Marcus Agius resigned on the 2nd and was reinstated on the 3rd following the
resignation of CEO Bob Diamond (a far more significant resignation as you'd
expect the CEO to be closer to this sort of thing).

Diamond was (rather ineffectually) questioned by MPs earlier this week about
it but little of any real interest came out other than that he still seems to
be intent on pursuing a financial settlement for his leaving Barclays, however
the whole matter is going to be the subject of a parliamentary enquiry (though
given that that will be being led by an MP rather than a judge it's not clear
how useful it will be as it's already taken a political twist).
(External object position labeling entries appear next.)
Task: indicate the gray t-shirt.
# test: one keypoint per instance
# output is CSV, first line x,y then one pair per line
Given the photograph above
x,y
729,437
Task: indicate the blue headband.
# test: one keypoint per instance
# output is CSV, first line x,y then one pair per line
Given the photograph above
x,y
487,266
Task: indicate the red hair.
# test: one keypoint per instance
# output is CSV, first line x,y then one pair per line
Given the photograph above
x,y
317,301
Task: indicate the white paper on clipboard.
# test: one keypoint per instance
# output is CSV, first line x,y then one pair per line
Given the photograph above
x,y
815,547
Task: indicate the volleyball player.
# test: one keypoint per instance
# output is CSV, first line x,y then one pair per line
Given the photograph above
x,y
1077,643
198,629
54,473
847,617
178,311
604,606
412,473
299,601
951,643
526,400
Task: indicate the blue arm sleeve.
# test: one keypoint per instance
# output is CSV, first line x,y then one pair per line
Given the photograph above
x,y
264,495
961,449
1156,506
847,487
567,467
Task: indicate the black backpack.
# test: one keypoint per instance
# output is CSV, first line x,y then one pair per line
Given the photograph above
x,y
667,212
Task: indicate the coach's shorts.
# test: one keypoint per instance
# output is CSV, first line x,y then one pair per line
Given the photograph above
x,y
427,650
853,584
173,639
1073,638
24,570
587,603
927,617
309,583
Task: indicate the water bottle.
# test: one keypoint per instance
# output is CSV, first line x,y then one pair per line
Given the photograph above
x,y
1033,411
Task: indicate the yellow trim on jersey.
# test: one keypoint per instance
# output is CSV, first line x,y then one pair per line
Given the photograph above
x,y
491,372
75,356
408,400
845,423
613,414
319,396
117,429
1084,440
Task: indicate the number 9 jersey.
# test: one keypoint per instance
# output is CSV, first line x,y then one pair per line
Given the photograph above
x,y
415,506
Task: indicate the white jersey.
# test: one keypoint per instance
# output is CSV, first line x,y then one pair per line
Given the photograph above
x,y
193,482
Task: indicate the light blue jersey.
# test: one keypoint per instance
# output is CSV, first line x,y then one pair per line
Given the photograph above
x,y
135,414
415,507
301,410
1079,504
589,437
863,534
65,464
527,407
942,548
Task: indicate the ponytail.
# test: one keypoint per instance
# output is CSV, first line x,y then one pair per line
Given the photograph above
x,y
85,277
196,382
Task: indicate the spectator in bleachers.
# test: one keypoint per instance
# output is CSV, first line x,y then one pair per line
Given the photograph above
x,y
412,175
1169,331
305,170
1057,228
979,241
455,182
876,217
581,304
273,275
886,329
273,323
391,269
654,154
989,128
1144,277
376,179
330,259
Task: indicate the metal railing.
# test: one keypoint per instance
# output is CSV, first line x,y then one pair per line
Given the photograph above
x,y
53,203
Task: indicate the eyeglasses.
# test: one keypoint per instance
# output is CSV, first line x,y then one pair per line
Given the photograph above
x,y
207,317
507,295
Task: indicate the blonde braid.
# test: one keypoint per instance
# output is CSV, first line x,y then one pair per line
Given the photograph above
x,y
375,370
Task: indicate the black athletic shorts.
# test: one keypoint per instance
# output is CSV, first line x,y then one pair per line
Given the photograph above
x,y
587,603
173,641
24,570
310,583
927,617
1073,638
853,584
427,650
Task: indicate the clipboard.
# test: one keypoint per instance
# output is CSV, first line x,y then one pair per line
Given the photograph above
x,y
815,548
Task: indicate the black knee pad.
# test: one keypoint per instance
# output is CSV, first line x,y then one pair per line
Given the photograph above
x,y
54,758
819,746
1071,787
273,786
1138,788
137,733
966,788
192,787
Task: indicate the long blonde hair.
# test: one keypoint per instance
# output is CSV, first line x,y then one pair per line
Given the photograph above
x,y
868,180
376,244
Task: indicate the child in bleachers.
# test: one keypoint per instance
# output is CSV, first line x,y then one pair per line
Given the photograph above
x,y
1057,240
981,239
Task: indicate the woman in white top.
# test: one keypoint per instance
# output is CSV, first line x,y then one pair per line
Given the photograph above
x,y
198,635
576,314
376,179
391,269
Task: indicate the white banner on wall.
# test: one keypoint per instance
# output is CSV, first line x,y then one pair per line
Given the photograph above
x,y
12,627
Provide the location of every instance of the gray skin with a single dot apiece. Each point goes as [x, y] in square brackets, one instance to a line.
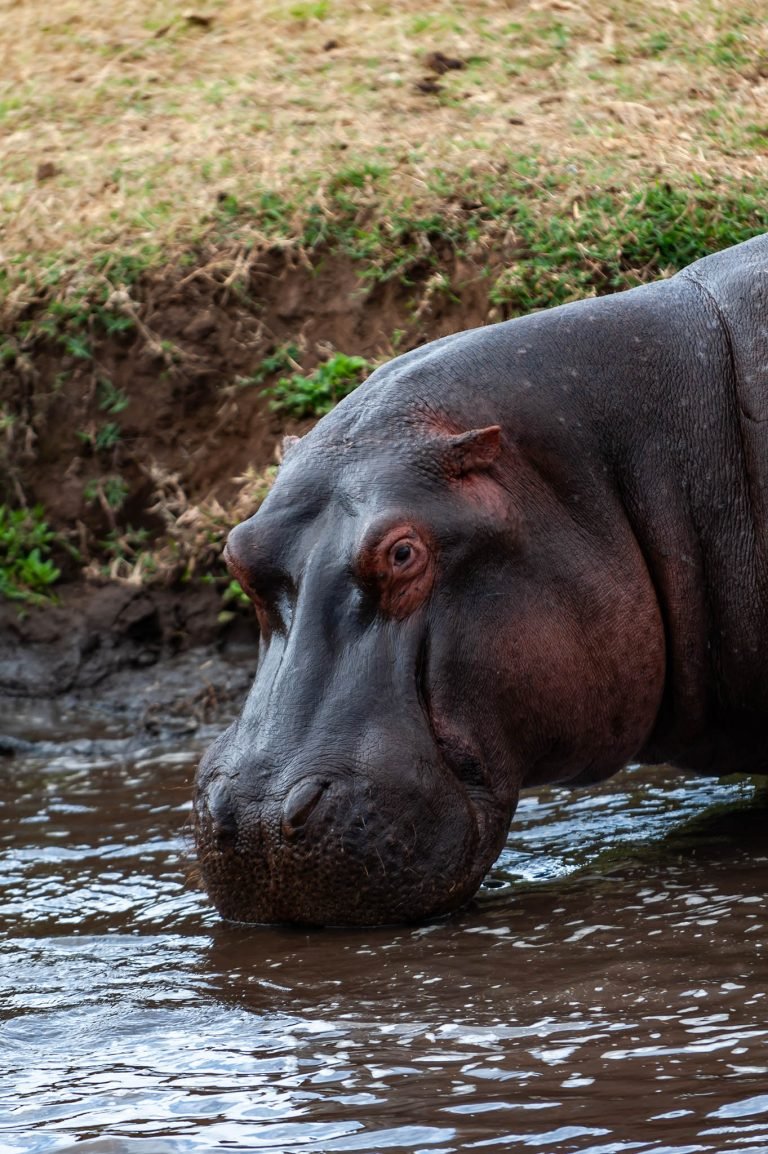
[522, 554]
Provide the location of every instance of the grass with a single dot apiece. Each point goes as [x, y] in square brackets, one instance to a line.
[580, 149]
[27, 571]
[315, 395]
[150, 118]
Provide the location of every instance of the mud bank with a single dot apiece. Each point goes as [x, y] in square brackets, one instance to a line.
[107, 635]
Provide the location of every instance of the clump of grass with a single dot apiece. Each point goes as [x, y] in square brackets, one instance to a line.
[301, 396]
[27, 571]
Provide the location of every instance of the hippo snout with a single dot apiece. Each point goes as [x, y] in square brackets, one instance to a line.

But as the piece says, it looks likely that other banks may have been doing
the same which is still to come out.

(Far) more here: <http://www.guardian.co.uk/business/libor>

------
quantgenius
It may be a good idea to step back and try to understand what happened here
more carefully before starting to bash Barclays as the politicians would have
us.

First, remember it would be very easy to design a system for libor rate
setting that was very hard to manipulate. You could require trading to happen
via an electronic exchange and volume weighted average price would be libor.
The reason we don't have a system like that is because the politicians and
regulators prefer it that way, banks have lobbied for an electronic system
many times.

Second, note that Barclays was consistently filing reports with rates at the
upper end of the LIBOR range if not the very highest. Barclays was getting
repeated messages through the British old boys network asking it to lower it's
filings but was not heeding those calls, which given the pressure put on it
was actually commendable behavior. Instead Barclays was publicly pointing out
to all who would hear that submissions by other banks were not credible. There
is now way for example that Citigroup or RBS was borrowing at lower rates than
Barclays, yet they were consistently filing lower reports. Note that during
this time the regulatory playbook was all about trying to hide the symptoms of
the crisis so that confidence would be restored. Remember the genius move by
the SEC to ban shorting of US financial stocks which was followed up by
European regulators banning shorting of all stocks.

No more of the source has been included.